Miami, county could clash over ethics code updates
By Yudislaidy Fernandez
While the City of Miami is working to loosen up its code of ethics, Miami-Dade County has plans to adopt stricter standards, which could create an unanticipated conflict.
Miami's legal team has been busy drafting changes to its code of ethics. The changes follow complaints that strict provisions on board membership are steering stakeholders away from serving on boards, city officials say.
On the other hand, for months the Ethics, Integrity and Accountability Task Force has inspected the county's code looking to strengthen some rules.
The bottom line is that the county's code of ethics applies to the city, meaning Miami can adapt more stringent rules than the county — which it currently has — but not less strict, county officials say.
The county's task force is proposing stricter rules for matters such as voting conflicts, business transactions with the county and stiffer penalties for ethics code violators, said Robert Meyers, executive director of the Commission on Ethics and Public Trust.
The ethics commission's job is to bolster public trust in the administration of government by informing the public and private sectors about the laws and seeking strict compliance.
He said the department is working with county commissioners to sponsor some of the recommendations that could reach the county commission next month for a vote, around the same time the city's legal team hopes to submit its code overhaul for city commissioners to review.
Also under task force review is a provision that allows county employees who leave to head non-profit organizations to engage in business with the county, while those who join other types of entities are banned from lobbying the county for two years.
Mr. Meyers said the task force is recommending that the two-year ban apply across the board including to non-profit groups.
City Attorney Julie Bru said the code has been under analysis for some time as some "unnecessary bureaucratic regulations" in the code create a chilling effect.
"The ordinance is very draconian and simplistic; it casts a wide net that has a chilling effect on the city's ability to recruit and retain skilled and enthusiastic members of the community to serve on boards," she said.
Talk of the code's excessive restrictions has intensified after several Downtown Development Authority board members were identified as having potential conflicts of interest.

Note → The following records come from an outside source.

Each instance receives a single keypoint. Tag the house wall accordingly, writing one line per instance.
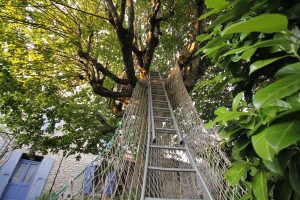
(62, 171)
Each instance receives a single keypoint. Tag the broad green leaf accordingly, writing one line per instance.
(293, 12)
(289, 70)
(239, 146)
(201, 37)
(219, 4)
(247, 54)
(282, 191)
(294, 100)
(225, 115)
(259, 184)
(265, 23)
(213, 11)
(277, 90)
(262, 63)
(236, 101)
(282, 135)
(294, 175)
(261, 44)
(274, 166)
(237, 172)
(262, 147)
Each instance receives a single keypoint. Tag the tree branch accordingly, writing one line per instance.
(101, 68)
(130, 17)
(70, 7)
(122, 14)
(126, 39)
(104, 92)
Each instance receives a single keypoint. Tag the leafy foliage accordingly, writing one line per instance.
(59, 59)
(255, 44)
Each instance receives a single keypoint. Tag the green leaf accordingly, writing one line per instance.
(225, 115)
(289, 70)
(201, 37)
(274, 166)
(282, 191)
(294, 100)
(277, 90)
(236, 101)
(265, 43)
(259, 185)
(261, 63)
(294, 175)
(247, 54)
(237, 172)
(265, 23)
(262, 147)
(213, 11)
(219, 4)
(282, 135)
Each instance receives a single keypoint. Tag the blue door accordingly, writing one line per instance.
(20, 182)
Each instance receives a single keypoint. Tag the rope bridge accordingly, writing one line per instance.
(160, 151)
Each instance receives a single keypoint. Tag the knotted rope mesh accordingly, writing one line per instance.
(117, 173)
(203, 144)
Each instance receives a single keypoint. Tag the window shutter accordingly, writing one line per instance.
(111, 183)
(40, 178)
(89, 175)
(6, 171)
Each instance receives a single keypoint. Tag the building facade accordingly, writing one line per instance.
(25, 177)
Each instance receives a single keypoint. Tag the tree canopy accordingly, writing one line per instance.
(68, 63)
(254, 50)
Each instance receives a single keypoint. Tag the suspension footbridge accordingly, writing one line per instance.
(160, 150)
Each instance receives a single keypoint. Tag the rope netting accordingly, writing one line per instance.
(203, 144)
(117, 173)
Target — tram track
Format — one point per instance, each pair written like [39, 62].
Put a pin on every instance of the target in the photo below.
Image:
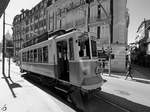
[123, 109]
[56, 92]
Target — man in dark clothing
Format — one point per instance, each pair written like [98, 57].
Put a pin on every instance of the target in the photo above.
[129, 71]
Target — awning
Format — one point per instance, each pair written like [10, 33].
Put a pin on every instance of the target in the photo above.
[3, 5]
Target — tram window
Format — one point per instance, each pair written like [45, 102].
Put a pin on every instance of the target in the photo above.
[40, 55]
[45, 54]
[23, 57]
[84, 49]
[28, 56]
[35, 55]
[71, 51]
[31, 56]
[94, 48]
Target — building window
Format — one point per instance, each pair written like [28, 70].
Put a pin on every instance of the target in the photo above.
[35, 56]
[40, 55]
[98, 32]
[99, 12]
[71, 51]
[94, 48]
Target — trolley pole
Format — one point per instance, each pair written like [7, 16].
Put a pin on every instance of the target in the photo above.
[109, 43]
[3, 64]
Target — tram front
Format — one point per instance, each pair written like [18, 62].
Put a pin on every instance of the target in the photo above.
[83, 68]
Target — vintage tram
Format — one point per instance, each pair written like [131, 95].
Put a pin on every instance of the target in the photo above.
[67, 59]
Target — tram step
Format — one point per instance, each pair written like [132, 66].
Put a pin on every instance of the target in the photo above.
[65, 91]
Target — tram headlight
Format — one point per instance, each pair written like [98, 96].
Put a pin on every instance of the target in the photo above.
[97, 70]
[85, 72]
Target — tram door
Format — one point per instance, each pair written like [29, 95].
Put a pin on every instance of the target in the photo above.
[63, 62]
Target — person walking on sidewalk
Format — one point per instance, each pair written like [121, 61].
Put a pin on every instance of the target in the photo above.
[129, 70]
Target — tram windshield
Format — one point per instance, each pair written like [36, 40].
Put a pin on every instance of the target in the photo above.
[85, 44]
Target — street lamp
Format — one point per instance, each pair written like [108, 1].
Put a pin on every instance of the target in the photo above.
[3, 50]
[108, 17]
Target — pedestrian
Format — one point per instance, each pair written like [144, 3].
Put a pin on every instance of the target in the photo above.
[129, 71]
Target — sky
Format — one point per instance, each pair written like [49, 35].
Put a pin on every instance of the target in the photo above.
[14, 7]
[138, 10]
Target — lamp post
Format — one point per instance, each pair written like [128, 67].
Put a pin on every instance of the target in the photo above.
[108, 17]
[3, 50]
[4, 47]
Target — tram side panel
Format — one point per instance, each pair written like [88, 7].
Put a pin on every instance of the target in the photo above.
[47, 69]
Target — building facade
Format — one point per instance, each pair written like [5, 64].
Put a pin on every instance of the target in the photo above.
[143, 42]
[109, 23]
[28, 25]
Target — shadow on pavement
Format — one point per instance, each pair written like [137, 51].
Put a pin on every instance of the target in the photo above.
[123, 102]
[11, 85]
[51, 91]
[141, 81]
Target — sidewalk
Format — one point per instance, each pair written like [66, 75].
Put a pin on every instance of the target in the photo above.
[131, 94]
[18, 95]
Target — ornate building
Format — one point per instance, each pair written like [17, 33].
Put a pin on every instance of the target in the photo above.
[28, 25]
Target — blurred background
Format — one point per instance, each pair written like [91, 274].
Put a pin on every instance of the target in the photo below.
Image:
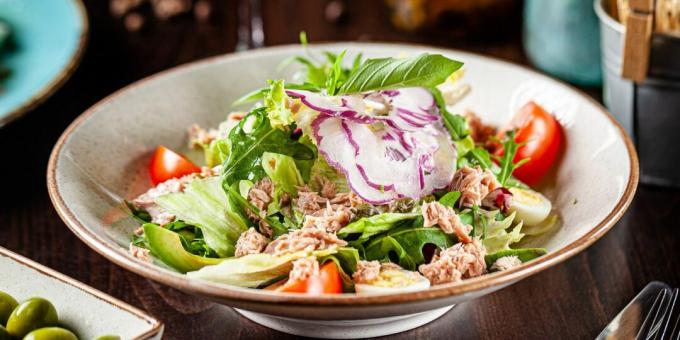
[132, 39]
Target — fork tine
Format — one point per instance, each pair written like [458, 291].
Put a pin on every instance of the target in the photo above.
[669, 318]
[646, 330]
[657, 325]
[675, 333]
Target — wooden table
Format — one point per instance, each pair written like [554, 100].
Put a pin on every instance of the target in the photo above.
[575, 299]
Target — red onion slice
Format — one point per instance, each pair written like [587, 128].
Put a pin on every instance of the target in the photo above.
[390, 144]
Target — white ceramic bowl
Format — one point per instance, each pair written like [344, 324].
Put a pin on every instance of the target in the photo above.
[101, 159]
[83, 309]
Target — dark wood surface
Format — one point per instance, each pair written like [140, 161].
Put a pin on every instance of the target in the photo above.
[575, 299]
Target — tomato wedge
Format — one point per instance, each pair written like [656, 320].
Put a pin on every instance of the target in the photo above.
[327, 282]
[542, 136]
[166, 164]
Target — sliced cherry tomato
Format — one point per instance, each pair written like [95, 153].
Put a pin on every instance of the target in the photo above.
[542, 135]
[327, 282]
[166, 164]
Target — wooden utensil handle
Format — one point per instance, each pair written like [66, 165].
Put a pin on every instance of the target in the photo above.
[637, 41]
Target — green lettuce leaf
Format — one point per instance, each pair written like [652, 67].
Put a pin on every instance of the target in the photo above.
[252, 137]
[253, 270]
[376, 224]
[346, 259]
[524, 255]
[405, 246]
[205, 205]
[323, 170]
[450, 199]
[283, 172]
[497, 237]
[276, 103]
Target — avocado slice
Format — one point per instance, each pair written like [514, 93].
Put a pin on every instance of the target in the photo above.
[167, 246]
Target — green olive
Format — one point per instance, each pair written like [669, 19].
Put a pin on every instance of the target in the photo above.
[4, 334]
[31, 314]
[107, 337]
[7, 305]
[51, 333]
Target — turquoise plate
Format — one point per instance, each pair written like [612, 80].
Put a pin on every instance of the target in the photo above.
[48, 40]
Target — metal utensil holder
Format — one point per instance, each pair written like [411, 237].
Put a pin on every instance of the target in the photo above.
[649, 109]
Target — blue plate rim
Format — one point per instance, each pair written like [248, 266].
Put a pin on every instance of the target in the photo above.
[55, 83]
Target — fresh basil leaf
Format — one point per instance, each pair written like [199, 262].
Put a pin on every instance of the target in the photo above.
[356, 63]
[450, 199]
[253, 136]
[454, 123]
[336, 74]
[303, 38]
[425, 70]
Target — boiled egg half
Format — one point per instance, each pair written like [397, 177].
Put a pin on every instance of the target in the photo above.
[394, 281]
[530, 206]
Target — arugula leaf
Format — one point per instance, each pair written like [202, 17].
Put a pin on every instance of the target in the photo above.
[252, 137]
[261, 93]
[373, 225]
[450, 198]
[405, 246]
[506, 163]
[456, 124]
[192, 238]
[277, 227]
[425, 70]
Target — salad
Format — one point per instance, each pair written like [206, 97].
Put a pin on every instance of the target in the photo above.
[351, 179]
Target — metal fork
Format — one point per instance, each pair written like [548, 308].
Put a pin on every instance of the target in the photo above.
[663, 320]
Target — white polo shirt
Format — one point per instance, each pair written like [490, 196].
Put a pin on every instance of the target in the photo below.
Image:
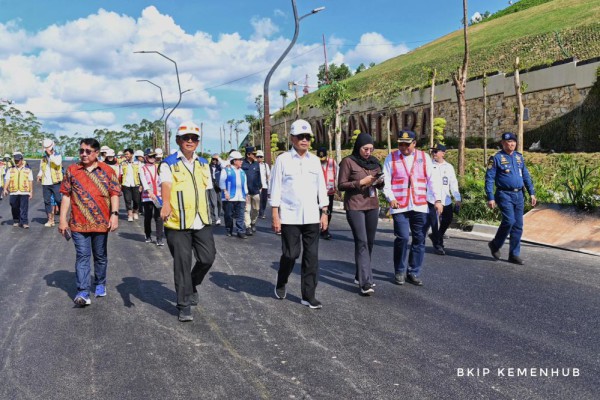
[298, 188]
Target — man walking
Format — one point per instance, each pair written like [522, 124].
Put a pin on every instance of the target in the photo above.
[18, 182]
[507, 171]
[265, 176]
[330, 172]
[185, 179]
[50, 176]
[408, 181]
[234, 189]
[91, 191]
[297, 193]
[251, 168]
[130, 181]
[448, 188]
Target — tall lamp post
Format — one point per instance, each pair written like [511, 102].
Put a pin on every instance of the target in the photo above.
[161, 99]
[267, 117]
[167, 138]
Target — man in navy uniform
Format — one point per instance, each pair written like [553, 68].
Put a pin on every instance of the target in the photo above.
[507, 170]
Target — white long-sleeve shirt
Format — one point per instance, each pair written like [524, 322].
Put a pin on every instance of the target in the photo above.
[298, 188]
[447, 183]
[432, 184]
[55, 159]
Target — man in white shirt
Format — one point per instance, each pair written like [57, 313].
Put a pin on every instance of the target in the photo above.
[298, 193]
[265, 176]
[50, 176]
[408, 181]
[448, 188]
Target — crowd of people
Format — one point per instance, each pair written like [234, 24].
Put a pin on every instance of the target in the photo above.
[186, 195]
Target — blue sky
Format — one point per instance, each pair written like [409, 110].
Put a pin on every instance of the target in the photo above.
[71, 62]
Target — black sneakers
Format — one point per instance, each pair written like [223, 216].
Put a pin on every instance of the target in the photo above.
[185, 314]
[280, 293]
[495, 251]
[412, 278]
[311, 303]
[399, 278]
[515, 260]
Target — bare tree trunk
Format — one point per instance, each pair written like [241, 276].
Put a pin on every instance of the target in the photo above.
[484, 84]
[338, 133]
[519, 107]
[460, 84]
[431, 110]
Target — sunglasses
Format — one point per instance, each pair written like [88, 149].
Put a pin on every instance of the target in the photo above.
[190, 138]
[304, 136]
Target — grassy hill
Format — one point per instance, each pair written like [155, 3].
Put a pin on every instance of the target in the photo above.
[539, 35]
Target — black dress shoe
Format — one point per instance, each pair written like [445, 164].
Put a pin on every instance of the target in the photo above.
[411, 278]
[515, 260]
[495, 251]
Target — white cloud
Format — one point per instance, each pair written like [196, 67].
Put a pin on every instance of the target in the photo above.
[263, 28]
[373, 47]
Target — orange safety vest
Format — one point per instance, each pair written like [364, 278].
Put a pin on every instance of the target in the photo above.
[413, 183]
[329, 172]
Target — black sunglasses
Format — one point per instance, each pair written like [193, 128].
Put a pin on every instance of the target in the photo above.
[304, 136]
[188, 138]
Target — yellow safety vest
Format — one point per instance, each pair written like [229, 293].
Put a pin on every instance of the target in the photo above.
[19, 180]
[55, 170]
[136, 172]
[188, 194]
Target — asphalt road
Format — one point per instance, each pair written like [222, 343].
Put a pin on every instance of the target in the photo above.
[404, 342]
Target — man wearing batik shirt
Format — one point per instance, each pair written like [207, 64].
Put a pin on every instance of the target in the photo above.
[91, 190]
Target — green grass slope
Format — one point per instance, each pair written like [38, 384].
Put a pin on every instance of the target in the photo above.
[539, 35]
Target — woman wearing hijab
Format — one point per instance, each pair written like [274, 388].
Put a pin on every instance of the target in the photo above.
[360, 176]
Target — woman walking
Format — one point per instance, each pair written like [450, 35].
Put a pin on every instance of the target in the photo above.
[359, 178]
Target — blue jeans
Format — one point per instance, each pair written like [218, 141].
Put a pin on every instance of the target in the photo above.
[47, 192]
[511, 205]
[86, 245]
[19, 205]
[234, 216]
[409, 257]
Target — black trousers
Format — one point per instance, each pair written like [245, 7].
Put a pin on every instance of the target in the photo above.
[182, 244]
[295, 238]
[151, 212]
[132, 197]
[437, 231]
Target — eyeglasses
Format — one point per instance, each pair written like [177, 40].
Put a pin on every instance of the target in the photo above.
[190, 138]
[304, 136]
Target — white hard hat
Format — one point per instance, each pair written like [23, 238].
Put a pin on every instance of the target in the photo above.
[235, 155]
[187, 128]
[299, 127]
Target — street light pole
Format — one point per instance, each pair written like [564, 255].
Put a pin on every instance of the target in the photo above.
[167, 137]
[267, 117]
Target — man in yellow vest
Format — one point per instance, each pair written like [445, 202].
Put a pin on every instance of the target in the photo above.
[409, 179]
[18, 181]
[50, 176]
[130, 183]
[185, 180]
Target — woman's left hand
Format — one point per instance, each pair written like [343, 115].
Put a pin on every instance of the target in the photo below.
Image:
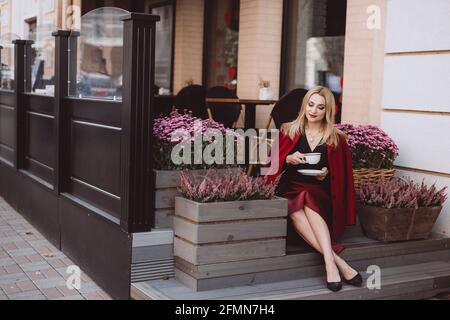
[324, 174]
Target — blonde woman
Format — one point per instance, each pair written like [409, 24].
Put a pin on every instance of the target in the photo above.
[320, 206]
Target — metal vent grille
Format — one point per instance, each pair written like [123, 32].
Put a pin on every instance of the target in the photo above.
[152, 270]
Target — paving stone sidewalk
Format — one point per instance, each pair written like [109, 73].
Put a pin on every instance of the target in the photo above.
[33, 269]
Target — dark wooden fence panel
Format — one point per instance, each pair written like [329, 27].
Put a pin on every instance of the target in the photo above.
[66, 164]
[94, 163]
[96, 111]
[94, 153]
[7, 127]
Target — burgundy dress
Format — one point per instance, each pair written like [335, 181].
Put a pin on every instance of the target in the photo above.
[304, 191]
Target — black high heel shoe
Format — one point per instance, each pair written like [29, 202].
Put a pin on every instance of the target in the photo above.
[334, 286]
[356, 281]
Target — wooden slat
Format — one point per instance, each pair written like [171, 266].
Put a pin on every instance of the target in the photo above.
[229, 231]
[364, 253]
[228, 211]
[406, 281]
[280, 274]
[234, 251]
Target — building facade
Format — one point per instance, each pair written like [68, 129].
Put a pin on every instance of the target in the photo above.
[392, 57]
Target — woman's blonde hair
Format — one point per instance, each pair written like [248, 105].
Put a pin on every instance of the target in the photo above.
[332, 135]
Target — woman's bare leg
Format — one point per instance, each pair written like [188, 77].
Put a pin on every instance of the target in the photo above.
[303, 228]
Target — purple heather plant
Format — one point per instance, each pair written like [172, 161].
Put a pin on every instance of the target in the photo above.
[231, 186]
[370, 146]
[401, 193]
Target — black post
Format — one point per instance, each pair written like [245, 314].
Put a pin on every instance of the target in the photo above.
[137, 108]
[65, 50]
[22, 77]
[1, 68]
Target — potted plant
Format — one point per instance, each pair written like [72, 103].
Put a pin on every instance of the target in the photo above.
[232, 217]
[399, 209]
[166, 174]
[373, 153]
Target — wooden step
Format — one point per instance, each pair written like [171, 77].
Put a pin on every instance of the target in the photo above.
[309, 264]
[418, 281]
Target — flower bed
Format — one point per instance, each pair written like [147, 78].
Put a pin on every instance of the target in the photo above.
[373, 153]
[166, 175]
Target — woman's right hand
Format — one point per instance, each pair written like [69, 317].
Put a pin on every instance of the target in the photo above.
[296, 159]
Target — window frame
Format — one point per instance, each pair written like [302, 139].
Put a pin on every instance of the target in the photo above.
[149, 7]
[206, 27]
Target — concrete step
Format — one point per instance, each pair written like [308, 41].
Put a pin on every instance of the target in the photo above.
[417, 281]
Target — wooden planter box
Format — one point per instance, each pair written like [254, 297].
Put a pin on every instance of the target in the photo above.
[229, 231]
[213, 233]
[390, 225]
[166, 189]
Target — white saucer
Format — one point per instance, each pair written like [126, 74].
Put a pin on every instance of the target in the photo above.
[310, 173]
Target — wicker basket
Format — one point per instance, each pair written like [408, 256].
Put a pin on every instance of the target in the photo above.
[364, 176]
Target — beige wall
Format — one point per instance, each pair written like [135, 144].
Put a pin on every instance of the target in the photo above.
[364, 60]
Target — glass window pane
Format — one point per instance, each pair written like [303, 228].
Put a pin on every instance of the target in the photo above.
[163, 54]
[42, 60]
[7, 61]
[222, 43]
[315, 44]
[100, 54]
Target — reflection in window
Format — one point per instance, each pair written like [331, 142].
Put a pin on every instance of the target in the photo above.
[100, 54]
[7, 61]
[164, 48]
[42, 61]
[315, 41]
[222, 37]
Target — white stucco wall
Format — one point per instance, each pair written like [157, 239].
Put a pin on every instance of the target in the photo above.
[416, 91]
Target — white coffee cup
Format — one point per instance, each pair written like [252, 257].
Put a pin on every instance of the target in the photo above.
[313, 158]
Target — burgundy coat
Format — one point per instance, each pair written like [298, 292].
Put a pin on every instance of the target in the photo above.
[341, 177]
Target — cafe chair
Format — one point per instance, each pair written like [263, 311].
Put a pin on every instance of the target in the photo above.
[285, 110]
[225, 113]
[193, 99]
[288, 107]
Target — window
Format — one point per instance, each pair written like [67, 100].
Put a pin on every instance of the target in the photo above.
[164, 43]
[221, 43]
[313, 44]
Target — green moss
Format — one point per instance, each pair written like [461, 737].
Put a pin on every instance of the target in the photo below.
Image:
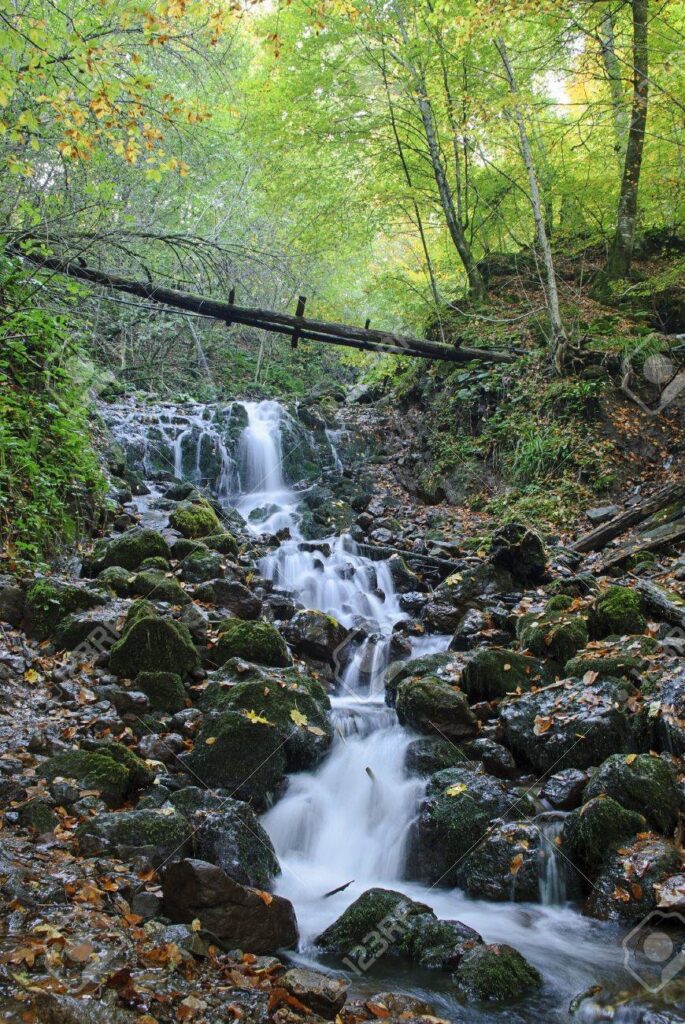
[255, 641]
[154, 584]
[555, 636]
[195, 519]
[596, 829]
[165, 690]
[496, 973]
[154, 644]
[50, 600]
[616, 612]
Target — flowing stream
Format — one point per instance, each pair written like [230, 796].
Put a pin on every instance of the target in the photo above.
[347, 823]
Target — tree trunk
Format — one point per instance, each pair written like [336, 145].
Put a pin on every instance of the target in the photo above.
[621, 253]
[559, 338]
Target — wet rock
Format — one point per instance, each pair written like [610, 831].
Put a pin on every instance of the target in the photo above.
[616, 612]
[491, 673]
[563, 791]
[572, 726]
[430, 706]
[496, 973]
[627, 889]
[322, 993]
[457, 811]
[255, 641]
[238, 915]
[520, 551]
[317, 635]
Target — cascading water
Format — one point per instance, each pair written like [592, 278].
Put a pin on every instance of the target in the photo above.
[346, 825]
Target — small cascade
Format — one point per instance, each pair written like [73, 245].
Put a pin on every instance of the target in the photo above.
[553, 865]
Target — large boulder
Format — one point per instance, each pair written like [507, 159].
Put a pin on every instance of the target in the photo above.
[226, 833]
[244, 755]
[494, 672]
[150, 643]
[317, 635]
[48, 601]
[520, 551]
[459, 808]
[616, 612]
[241, 918]
[430, 706]
[642, 782]
[253, 640]
[129, 550]
[571, 726]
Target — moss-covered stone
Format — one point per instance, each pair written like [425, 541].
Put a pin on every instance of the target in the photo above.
[594, 830]
[116, 579]
[432, 707]
[165, 690]
[254, 640]
[616, 612]
[556, 636]
[496, 973]
[243, 756]
[48, 601]
[456, 813]
[195, 519]
[131, 549]
[641, 782]
[494, 672]
[153, 644]
[299, 717]
[160, 587]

Miami's code restricts exiting elected officials, employees and board members from conducting business with any city department for two years.
Miami-Dade is less strict on board members.
"The county's standard for boards is that you and your family can't do business with that board but could do business with other county departments," Mr. Meyers said.
One potential change is to — like the county's current code — allow board members to conduct business with other city entities except the board on which they serve and kill the two-year ban for members who step down.
Two downtown authority board members, one who resigned last month, were under review for their ties with the city.
Attorney Jay Solowsky is a former board member who resigned last month to represent the downtown authority in a lawsuit it's facing that threatens the existence of the agency.
Under Miami's current ethics code, Mr. Solowsky needed to wait two years to work for the city.
Last week, the city commission had to approve a conflict of interest waiver allowing the city to hire Mr. Solowsky as outside counsel.
Current board member Nitin Motwani, managing director of Miami Worldcenter — a project that plans to revitalize nine blocks of the Park West neighborhood with hotels and entertainment venues — also appears to have a conflict, city officials say.
Miami commissioners were also expected to vote on whether to waive Mr. Motwani's conflict of interest, but the item was tabled to the next meeting.
Mr. Motwani confirmed in a later interview he plans to seek a formal review of his case by the county's Commission on Ethics and Pubic Trust, an independent agency with advisory and quasi-judicial powers.
Ms. Bru said the legal department is drafting changes to the code for the city commission to review by February or March.
"We want to achieve that perfect balance to conduct business in an accountable environment and also attract committed individuals," she said.
Regarding the city's plans, Mr. Meyers, of Miami-Dade's ethics commission, said as long as the changes are small and don't interfere with the county's code they are allowed.
But county standards trump the city's.
"If county standards change, the city is bounded by county standards," Mr. Meyers said.